Metabolic syndrome (MS) comprises a cluster of pathologies: abdominal obesity, hyperglycemia (insulin resistance or impaired glucose tolerance and diabetes), dyslipidemia (hypertriglyceridemia and/or low HDL-cholesterol), and hypertension . MS, which has become one of the major public-health problems worldwide, has been associated with increased risk of cardiovascular disease and type 2 diabetes .

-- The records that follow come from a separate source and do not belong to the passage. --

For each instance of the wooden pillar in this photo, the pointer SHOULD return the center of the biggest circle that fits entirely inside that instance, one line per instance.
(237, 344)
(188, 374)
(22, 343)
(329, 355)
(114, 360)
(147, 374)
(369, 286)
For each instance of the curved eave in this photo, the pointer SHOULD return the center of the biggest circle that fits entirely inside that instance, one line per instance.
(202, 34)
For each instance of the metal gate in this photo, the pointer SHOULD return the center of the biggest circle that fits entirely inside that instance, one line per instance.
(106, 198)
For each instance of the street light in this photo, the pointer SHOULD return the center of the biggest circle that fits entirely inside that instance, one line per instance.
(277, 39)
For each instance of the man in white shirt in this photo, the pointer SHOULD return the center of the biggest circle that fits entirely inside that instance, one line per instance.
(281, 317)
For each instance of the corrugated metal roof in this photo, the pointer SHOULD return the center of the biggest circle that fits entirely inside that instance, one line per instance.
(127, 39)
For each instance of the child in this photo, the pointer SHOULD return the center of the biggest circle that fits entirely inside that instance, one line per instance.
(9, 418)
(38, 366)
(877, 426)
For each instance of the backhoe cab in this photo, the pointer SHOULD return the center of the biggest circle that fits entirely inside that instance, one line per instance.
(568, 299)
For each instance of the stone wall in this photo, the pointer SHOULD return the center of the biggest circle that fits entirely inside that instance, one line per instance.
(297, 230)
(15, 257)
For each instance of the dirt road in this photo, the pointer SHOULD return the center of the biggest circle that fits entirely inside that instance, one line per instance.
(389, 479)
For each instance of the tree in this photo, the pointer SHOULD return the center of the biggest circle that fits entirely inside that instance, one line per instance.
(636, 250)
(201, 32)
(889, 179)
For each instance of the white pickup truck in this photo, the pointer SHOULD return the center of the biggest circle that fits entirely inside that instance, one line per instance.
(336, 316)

MS is related to lifestyle, particularly to unbalanced energy-rich diets. Epidemiological studies have shown a strong negative relationship between the consumption of whole grains and the risk of developing MS . In healthy middle-aged Tehranian adults, a higher intake of whole grains is associated with a 25% lower prevalence of impaired glucose tolerance . Older adults with higher intakes of whole grain foods (i.e., 2.9 servings/day) have a lower prevalence of MS (OR: 0.46; 95% CI: 0.27–0.79) compared to subjects with lower whole grain intakes (i.e., <1 serving/day) . Pereiar et al. reported that fasting insulin levels were 10% lower with whole grain diets than with refined grain diets . Based on these studies, the 2005 Dietary Guidelines for Americans and Healthy People 2010 has recommended the consumption of at least three servings of whole grains per day [7,8].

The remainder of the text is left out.